Summary and Contributions: This paper proposes a principled ensemble technique by constructing the so-called diversified ensemble layer to combine multiple networks as individual modules. The authors have theoretically shown that each individual model in the ensemble layer corresponds to weights in the ensemble layer optimized in different directions.
Strengths: It is an interesting idea to explore ensemble learning with neural networks. The authors have done some insightful analysis to show that the diversity constraints benefits for improving the genratlization. The experimental results are comprehensive to justify the effectivenss of the proposed algorithm.
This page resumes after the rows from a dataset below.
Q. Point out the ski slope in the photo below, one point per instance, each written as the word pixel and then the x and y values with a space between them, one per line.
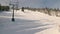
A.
pixel 28 22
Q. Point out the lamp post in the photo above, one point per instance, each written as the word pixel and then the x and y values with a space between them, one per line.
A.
pixel 13 19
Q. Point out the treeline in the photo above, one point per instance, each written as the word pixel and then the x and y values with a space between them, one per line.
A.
pixel 4 8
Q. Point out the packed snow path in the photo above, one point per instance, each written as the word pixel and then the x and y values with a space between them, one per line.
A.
pixel 25 23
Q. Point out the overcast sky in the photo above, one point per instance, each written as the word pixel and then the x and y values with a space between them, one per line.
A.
pixel 35 3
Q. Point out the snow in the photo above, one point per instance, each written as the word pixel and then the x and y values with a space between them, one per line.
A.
pixel 29 22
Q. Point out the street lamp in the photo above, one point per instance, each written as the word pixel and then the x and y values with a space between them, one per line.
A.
pixel 13 14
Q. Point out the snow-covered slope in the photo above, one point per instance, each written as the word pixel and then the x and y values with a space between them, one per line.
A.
pixel 28 22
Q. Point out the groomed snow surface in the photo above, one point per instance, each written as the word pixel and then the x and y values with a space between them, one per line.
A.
pixel 29 22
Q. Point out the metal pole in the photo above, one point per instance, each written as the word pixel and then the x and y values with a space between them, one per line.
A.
pixel 13 14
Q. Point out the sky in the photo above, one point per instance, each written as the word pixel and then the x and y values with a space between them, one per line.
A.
pixel 34 3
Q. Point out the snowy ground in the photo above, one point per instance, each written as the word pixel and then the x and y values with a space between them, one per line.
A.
pixel 28 22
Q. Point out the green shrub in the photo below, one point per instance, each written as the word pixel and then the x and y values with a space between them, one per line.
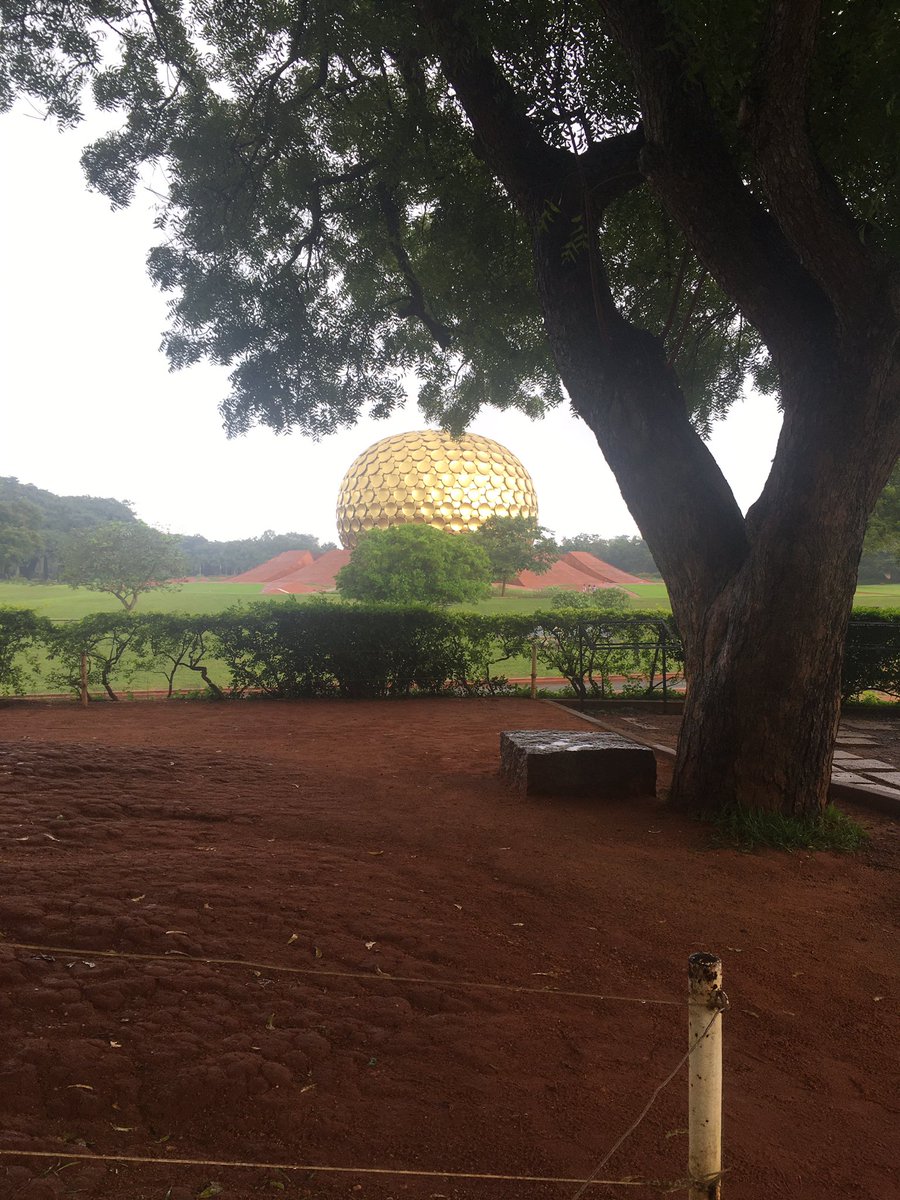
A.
pixel 105 639
pixel 21 631
pixel 871 653
pixel 588 649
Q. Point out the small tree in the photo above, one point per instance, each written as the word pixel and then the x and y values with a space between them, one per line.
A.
pixel 124 559
pixel 415 564
pixel 514 545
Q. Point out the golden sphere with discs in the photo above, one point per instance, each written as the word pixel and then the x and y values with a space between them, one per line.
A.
pixel 432 478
Weaknesses: In Eqs. (3) and (4), the authors explored the diversity constraint. It seems that the authors aim to maxize the difference between the feature maps. More explanations are expected here. How the features map difference would be necessary and beneficial for the the whole model performance improvement. In ensemble learning, it is expected that the weak learners together would lead to a strong learner. It is an interesting idea to explore ensemble learning over neura networks. But will each individual module need to be weak? If each module is already strong, then integrating them further may cost a lot but bring in only some limited performance improvement.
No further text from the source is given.